In this situation, it would be acceptable to charge the client the cost to you of reproducing the films and putting them onto a CD because the Act states that the records be “readily producible” in the manner requested.

Our “best practices” recommendation is to get a quote for this cost from a vendor and then advise the patient of the cost and get their approval before you proceed.

  1. The patient (and not the patient’s attorney) sent me a letter asking for their records in electronic format, but there is no HIPAA form. Do I have to comply?

Yes.  When you receive a letter signed by the patient asking for records, the patient’s signature serves as the authorization.  No HIPAA release is required.

  1. I outsource all of my records requests so I don’t have to deal with this issue. I can charge the patient for the cost to me for the third party vendor to copy the records, right?

No.  HITECH does not allow you to pass the costs of a third party vendor to copy/scan records on to your patient.

  1. I received a letter signed by the patient asking that I send the electronic record to his/her attorney. Is this legal?

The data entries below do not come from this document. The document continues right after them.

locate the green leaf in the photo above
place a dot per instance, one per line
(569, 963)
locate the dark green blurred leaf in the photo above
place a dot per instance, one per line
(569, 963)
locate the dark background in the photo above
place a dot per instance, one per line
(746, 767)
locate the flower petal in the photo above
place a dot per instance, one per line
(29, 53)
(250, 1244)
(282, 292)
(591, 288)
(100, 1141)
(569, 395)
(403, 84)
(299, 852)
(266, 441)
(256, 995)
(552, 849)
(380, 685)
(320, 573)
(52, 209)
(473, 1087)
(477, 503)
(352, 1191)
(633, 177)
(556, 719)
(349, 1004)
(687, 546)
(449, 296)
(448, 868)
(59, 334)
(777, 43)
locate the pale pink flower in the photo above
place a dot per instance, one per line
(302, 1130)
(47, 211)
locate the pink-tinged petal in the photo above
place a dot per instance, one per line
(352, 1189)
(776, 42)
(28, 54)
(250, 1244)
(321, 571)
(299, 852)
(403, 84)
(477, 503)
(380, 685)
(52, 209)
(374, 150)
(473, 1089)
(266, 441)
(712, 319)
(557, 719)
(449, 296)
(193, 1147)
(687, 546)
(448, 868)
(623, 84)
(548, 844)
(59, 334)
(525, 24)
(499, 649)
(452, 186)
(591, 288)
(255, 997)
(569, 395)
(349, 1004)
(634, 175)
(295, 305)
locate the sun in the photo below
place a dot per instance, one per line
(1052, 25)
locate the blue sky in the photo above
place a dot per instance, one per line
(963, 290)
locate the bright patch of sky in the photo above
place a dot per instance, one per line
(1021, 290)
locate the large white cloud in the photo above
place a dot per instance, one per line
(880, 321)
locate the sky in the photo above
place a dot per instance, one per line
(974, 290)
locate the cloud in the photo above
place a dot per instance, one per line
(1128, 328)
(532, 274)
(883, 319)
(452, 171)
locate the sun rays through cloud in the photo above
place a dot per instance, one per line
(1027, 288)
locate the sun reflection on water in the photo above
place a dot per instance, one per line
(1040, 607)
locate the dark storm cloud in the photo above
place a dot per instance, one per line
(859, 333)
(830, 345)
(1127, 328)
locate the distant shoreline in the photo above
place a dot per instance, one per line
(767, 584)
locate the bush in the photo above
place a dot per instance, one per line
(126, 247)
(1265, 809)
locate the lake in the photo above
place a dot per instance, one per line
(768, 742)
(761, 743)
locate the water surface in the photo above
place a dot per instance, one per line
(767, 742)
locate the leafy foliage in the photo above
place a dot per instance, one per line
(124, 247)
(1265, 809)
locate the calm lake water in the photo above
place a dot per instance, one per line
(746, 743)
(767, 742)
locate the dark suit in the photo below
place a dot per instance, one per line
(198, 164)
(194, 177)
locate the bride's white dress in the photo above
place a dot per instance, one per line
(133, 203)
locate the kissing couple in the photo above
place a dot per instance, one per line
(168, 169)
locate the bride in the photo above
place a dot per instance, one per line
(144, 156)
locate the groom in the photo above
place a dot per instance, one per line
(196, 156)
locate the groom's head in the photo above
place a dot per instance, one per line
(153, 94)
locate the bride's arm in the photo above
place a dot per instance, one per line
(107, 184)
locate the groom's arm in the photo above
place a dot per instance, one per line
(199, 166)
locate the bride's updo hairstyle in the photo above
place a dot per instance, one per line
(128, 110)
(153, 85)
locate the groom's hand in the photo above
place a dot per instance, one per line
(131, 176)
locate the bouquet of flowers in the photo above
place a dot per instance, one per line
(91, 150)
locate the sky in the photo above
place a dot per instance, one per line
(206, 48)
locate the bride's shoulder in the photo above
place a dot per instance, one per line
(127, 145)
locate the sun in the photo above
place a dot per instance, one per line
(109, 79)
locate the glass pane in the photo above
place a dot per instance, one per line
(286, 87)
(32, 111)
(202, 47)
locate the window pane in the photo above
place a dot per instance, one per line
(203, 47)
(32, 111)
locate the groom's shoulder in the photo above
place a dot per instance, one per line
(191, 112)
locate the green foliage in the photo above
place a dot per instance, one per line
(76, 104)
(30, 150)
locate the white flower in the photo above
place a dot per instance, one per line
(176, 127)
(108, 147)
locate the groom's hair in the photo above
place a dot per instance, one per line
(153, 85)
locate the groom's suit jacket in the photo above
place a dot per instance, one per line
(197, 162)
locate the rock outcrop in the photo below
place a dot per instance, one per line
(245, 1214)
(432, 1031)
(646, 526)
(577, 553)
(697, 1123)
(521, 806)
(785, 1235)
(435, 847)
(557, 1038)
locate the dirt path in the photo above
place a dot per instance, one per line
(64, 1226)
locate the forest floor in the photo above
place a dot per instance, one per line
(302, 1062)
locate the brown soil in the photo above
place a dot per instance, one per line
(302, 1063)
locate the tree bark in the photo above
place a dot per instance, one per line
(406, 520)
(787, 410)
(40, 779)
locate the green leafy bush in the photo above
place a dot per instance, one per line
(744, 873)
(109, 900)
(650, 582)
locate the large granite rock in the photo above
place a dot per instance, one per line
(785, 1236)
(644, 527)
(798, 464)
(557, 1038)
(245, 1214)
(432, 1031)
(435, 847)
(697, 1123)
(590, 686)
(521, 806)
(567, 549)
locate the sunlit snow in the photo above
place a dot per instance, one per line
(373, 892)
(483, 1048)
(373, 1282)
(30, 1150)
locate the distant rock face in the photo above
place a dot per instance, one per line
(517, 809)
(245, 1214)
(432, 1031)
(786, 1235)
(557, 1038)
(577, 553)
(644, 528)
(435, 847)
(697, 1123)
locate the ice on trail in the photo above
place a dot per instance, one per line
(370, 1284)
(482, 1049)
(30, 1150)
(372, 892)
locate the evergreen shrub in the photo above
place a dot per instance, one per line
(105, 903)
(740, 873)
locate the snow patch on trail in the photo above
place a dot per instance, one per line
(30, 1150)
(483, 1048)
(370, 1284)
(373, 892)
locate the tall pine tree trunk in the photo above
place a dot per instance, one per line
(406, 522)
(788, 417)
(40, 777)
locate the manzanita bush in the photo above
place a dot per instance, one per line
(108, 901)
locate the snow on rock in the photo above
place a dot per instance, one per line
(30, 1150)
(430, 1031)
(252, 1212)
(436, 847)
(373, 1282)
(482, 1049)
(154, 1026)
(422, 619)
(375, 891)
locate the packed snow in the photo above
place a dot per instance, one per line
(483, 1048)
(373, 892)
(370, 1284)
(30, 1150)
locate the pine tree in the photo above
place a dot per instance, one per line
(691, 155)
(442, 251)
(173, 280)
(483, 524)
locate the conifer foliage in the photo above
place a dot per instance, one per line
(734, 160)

This is indeed legal.  A provider must send the records to wherever the patient designates, even your patient’s attorney.  However, the patient’s request must be in writing and signed by the patient.

  1. My patient wants me to email her electronic records directly to her attorney, but I am worried this is not secure. What if the data is breached or hacked?  Am I responsible?

You are not responsible for disclosure of information while in transmission to the person or entity requested by the patient.  You are also not responsible for safeguarding the information once it is delivered.  However, you are responsible if you type in the wrong email address when transmitting the information.

  1. What is the deadline to respond to a request for electronic records?

You have 30 days to comply with the request.  If you cannot comply within this time period, you have another 30 days, but must notify the patient of the reason for the delay within the initial 30 days.

All health care providers should anticipate that attorneys and their clients will be requesting electronic records per the HITECH ACT.

If the information in this article does not answer your questions, then email us at info@adlergiersch.com.  We welcome other questions and will continue to share our information with the health care community.

 


[1] DHHS has added and modified their FAQ page several times this year, most recently in May of this year.  See: https://www.hhs.gov/hipaa/for-professionals/privacy/guidance/access/index.html

[2] You can get a 100 pack of CDs on Amazon for less than $20.00 or .20 cents per CD.

[3] Beware, as an ominous opinion from DHHS is that as technology advances, the labor costs to the provider for complying with a request should dwindle down to nothing.